Before the election, Amavasai attempts to marry Thangavel's fiancée, Kuyili, on the advice of a tantric. Thangavel escapes custody, rescues Kuyili, and confronts Amavasai. After defeating his henchmen, he shoots and kills his father. In his final moments, Amavasai blesses Thangavel and Kuyili.

== Production ==
Sathyaraj was enjoying good success as a lead actor, when his friend, director Manivannan narrated the script of Amaidhipadai to him. He initially considered rejecting the script as he was not interested in playing a negative role. But after being impressed by the narration, he accepted to do the film. While filming the scene where Amavasai (Sathyaraj) has sexual intercourse with Thayamma (Kasthuri), Sathyaraj acted carefully to prioritise the actress' comfort; the scene took four hours to shoot. The film, according to Ashish Rajadhyaksha and Paul Willemen, indirectly criticises the real-life political party Dravida Munnetra Kazhagam's (DMK) penchant for nepotism.

== Soundtrack ==
The music was composed by Ilaiyaraaja. The song "Anjugajam Kanchipattu" which features in Manivannan's later film Raasamahan (1994) was originally composed for this film.

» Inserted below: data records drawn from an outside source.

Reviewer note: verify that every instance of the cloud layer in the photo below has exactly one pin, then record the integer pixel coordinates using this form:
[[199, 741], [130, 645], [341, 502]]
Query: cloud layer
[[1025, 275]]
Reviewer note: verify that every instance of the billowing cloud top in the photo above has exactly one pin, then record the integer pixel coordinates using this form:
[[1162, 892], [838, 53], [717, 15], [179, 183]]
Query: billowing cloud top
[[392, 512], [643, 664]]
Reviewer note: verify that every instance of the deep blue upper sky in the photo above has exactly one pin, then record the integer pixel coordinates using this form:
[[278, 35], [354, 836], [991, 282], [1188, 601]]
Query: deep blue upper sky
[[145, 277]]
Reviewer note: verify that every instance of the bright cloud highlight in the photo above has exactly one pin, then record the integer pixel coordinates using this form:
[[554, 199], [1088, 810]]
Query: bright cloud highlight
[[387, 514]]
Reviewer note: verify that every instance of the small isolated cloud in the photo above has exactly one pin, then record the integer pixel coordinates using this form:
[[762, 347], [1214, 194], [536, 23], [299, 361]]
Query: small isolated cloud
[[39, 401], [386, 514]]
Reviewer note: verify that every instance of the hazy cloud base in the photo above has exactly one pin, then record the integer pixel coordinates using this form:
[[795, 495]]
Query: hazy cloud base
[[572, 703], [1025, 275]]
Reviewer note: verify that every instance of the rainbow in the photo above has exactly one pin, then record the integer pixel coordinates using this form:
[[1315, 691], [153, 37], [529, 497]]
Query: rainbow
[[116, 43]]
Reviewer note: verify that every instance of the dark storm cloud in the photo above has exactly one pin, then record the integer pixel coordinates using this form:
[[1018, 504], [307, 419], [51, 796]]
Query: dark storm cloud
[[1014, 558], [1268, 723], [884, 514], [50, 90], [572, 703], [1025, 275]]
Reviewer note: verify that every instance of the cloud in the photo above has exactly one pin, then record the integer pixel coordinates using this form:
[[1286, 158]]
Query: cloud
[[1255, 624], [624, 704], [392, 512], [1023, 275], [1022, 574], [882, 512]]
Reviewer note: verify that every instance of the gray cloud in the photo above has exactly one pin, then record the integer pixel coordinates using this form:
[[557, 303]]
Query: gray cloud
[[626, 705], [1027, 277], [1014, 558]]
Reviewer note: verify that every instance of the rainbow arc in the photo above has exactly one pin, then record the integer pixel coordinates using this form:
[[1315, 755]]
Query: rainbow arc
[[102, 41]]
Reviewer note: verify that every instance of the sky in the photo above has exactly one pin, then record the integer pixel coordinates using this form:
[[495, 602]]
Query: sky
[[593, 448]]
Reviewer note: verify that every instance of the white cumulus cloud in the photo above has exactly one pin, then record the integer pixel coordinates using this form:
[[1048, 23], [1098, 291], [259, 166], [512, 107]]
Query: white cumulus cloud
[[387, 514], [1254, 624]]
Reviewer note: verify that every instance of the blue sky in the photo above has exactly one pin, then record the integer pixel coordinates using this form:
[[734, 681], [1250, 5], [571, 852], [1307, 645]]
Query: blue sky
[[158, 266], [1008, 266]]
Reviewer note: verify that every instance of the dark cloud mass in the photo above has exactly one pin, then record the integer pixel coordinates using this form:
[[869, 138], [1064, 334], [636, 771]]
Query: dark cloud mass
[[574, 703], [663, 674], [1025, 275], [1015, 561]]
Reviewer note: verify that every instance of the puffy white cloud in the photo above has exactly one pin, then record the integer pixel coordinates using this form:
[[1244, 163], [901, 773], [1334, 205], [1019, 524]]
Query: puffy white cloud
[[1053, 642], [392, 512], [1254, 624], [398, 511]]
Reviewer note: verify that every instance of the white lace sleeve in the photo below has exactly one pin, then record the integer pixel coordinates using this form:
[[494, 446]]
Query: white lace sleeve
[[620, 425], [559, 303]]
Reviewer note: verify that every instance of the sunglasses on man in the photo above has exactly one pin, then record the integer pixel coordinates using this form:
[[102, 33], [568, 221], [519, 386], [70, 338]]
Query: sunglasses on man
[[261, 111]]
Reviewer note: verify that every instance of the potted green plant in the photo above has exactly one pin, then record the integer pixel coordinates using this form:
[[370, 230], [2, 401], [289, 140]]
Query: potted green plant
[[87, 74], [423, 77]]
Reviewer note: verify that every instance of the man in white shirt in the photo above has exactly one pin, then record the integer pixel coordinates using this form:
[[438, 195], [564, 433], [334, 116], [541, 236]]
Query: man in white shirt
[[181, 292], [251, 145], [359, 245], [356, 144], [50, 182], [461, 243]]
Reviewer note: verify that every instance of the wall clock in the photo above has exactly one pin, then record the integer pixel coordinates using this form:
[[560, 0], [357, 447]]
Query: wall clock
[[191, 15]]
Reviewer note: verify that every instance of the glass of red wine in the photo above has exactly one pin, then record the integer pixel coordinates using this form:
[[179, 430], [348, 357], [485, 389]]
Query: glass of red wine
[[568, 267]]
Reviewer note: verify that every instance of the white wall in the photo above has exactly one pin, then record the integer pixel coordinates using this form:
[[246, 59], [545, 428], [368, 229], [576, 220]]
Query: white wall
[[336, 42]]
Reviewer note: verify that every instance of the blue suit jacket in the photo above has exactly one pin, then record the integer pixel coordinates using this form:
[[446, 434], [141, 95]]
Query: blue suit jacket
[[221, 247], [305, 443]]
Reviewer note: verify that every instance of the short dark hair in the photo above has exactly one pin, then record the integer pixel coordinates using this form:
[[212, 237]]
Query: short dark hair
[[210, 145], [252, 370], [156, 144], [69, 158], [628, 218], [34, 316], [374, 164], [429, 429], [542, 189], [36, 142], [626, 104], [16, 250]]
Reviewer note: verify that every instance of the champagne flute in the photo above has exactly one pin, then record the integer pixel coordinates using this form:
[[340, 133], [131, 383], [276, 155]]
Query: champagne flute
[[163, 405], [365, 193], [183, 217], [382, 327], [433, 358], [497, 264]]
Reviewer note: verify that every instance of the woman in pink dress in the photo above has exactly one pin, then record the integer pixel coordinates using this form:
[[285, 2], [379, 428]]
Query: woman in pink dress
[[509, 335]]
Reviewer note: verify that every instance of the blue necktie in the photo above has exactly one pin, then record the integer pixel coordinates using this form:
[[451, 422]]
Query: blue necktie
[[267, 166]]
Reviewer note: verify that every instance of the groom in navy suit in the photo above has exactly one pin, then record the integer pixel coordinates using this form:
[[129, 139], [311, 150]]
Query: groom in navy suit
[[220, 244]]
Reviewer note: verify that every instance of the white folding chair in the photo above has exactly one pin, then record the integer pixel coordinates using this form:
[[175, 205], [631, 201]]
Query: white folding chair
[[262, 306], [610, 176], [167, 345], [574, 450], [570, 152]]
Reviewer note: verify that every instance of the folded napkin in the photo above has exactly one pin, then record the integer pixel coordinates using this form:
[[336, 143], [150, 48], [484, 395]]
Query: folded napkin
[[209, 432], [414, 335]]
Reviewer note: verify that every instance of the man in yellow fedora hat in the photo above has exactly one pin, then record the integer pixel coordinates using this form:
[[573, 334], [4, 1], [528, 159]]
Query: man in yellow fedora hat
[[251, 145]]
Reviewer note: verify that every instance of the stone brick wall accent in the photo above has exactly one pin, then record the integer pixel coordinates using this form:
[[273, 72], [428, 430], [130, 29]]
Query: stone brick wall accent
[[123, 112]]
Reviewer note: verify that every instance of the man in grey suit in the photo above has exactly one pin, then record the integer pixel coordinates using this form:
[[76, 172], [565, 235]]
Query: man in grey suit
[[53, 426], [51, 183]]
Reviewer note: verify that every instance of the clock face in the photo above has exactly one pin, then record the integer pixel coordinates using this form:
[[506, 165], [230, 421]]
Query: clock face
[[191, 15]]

| Song | Artist(s) | Lyrics |
|---|---|---|
| "Sollividu Velli Nilave" | Mano, Swarnalatha | Vaali |
| "Enakku Unnai Ninaicha" | Swarnalatha | Pulamaipithan |
| "Ada Naan Aatchu" | Mano | Pulamaipithan |
| "Muthumani Ther Irukku" | Mano, S. Janaki | Vaali |
| "Vetri Varuthu" | Mano, S. N. Surendar, Deepan Chakravarthy | Ponnadiyan |
| "Amma Thaaye" | Ilaiyaraaja |  |

== Release ==
Amaidhipadai was released on 13 January 1994, the week of Pongal. Despite facing competition from other Pongal releases like Mahanadhi, Sethupathi IPS and Veetla Visheshanga, it emerged a major success, running for over 25 weeks in theatres, thus becoming a silver jubilee film.

== Critical reception ==
Malini Mannath of The Indian Express lauded Sathyaraj's performance as Amavasai, adding, "The scenes of the steady rise of the sly cunning man have been well built up by Manivannan. The dialogues are provocative and delivered in his inimitable way by Sathyaraj". K. Vijiyan of New Straits Times wrote "A pretty much straight-forward story but it is Manivannan's super handling and interesting dialogues that place this movie above the average". Thulasi of Kalki felt the film's story was similar to Mr. Bharath (1986), only the screenplay and dialogues were different, praised the performances of Sathyaraj and Manivannan but felt Sundarrajan and Ranjitha were underutilised and found stunts as childish and also there were too many songs but the background music was superb.

== Legacy ==
Amaidhipadai attained cult status in Tamil cinema. Following Manivannan's death in June 2013, The Hindu wrote that this film "set the standards for political satire" in the industry. It was remade in Telugu as M. Dharmaraju M.A. (1994), and in Hindi as Jallaad (1995). Manivannan directed a spiritual successor titled Nagaraja Cholan MA, MLA (2013) with Sathyaraj reprising the role of Amavasai. Sathyaraj again reprised the role in Tughlaq Durbar (2021). Sathyaraj played Amavasai's son, MLA Pournami, in Love Marriage (2025). A 4K-remastered version of the film with Dolby sound was released on 10 April 2026, two weeks before the Tamil Nadu Legislative Assembly election.